A research meeting was held in Munich, Germany in early September for three days to assess the current state-of-the-art and the near-term future of ocular pharmacology. One half day session of this six session meeting was devoted to anti-inflammatory therapy and various therapies used in the treatment of ocular inflammatory disease. While some promising prospects exist for novel agents that can more selectively affect certain components or pathways of the inflammatory cascade (e.g., oligonucleotide therapy, peptide therapy, monoclonal antibody therapy, and tolerization therapy), it was clear, as a result of multiple presentations, that, in fact THE FUTURE IS NOW! By this was meant that enormous progress has been made in successful treatment of previously blinding aggressive ocular inflammatory diseases over the past twenty-five years through the employment of immunosuppressive/immunomodulatory medications. Indeed, many previously blinding diseases, disease which were literally guaranteed to eventually blind a patient, are now imminently curable. Examples of such diseases include cicatricial pemphigoid, Mooren’s ulcer, and certain forms of progressive uveitis. Indeed, even certain lethal systemic diseases with inflammatory ocular manifestations, such as Behcet’s disease, Granulomatosis with Polyangiitis (formerly called Wegener’s), and polyarthritis nodosa now not only can have the destructive ocular manifestations of the disease stopped, but can also have, through immunosuppressive chemotherapy, the life of the patient saved.
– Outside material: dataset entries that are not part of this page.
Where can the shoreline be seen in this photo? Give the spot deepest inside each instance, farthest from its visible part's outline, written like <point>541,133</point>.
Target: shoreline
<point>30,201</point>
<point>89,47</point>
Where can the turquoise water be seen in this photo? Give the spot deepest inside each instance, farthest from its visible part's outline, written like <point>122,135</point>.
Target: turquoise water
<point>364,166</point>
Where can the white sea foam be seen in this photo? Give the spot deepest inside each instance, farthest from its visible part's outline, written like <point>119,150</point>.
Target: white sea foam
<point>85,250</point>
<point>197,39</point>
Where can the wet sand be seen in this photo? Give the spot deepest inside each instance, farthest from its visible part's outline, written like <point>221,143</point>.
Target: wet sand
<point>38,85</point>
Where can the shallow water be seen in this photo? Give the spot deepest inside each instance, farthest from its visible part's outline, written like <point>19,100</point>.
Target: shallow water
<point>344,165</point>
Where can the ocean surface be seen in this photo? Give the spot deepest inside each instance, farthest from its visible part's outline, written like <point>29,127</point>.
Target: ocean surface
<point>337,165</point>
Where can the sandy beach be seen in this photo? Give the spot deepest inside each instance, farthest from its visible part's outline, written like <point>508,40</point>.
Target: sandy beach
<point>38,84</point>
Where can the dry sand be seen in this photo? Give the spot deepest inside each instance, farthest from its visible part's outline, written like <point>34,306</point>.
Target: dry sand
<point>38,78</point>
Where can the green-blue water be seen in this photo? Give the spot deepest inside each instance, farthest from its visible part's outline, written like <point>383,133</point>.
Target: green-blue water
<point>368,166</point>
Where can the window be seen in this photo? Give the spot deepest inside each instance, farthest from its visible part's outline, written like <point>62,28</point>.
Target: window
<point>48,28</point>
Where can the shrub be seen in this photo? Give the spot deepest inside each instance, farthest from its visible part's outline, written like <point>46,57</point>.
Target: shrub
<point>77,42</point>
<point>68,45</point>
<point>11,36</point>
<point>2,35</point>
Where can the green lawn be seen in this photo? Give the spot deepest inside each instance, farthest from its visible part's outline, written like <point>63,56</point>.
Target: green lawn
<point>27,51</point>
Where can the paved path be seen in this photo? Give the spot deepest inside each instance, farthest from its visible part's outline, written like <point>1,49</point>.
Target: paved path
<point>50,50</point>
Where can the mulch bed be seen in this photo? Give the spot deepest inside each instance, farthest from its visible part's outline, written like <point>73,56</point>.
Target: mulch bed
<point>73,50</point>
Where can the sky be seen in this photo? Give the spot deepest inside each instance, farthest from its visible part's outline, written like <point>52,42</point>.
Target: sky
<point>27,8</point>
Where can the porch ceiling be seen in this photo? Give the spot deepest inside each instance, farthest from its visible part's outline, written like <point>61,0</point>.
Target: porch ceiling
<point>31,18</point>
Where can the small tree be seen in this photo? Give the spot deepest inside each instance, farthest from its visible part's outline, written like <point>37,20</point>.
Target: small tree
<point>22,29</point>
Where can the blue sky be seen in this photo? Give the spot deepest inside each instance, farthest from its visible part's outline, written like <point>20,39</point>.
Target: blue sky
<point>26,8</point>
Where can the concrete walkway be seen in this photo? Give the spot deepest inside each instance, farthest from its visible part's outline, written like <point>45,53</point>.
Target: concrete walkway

The pity is, as was vividly pointed out by speakers at this meeting, that the vast majority of the world’s ophthalmology community are still held hostage by incorrect understandings of the risks of such therapy. Ophthalmologists often carry with them the misconceptions developed as a result of observing cancer chemotherapy patients during medical school, patients who developed virtually all of the potential side effects and complications of immunosuppressive chemotherapy. What they do not know, what they have not had experience observing, is the incredibly low prevalence of significant complications when such medications are used in the way that dermatologists, rheumatologists, and ocular immunologists use these drugs. For example, many ophthalmologists harbor the misconception that methotrexate therapy, just as alkylating agent therapy, is associated with sterility. Such is clearly not the case. Many ophthalmologists harbor the misconception that non-alkylating immunosuppressive chemotherapy for ocular inflammatory disease and rheumatologic disease and dermatologic disease is associated with an increased risk of malignancy later in life. Multiple publications in the rheumatologic and now in the ophthalmologic literature show that this is absolutely not the case.
Therefore, one of the biggest conclusions to emerge from this meeting was that attendees at the meeting should make larger efforts to re-educate the world’s ophthalmologist community on the relative safety and extraordinary efficacy of conventional immunosuppressive chemotherapy for the care of patients with progressively blinding ocular inflammatory disease.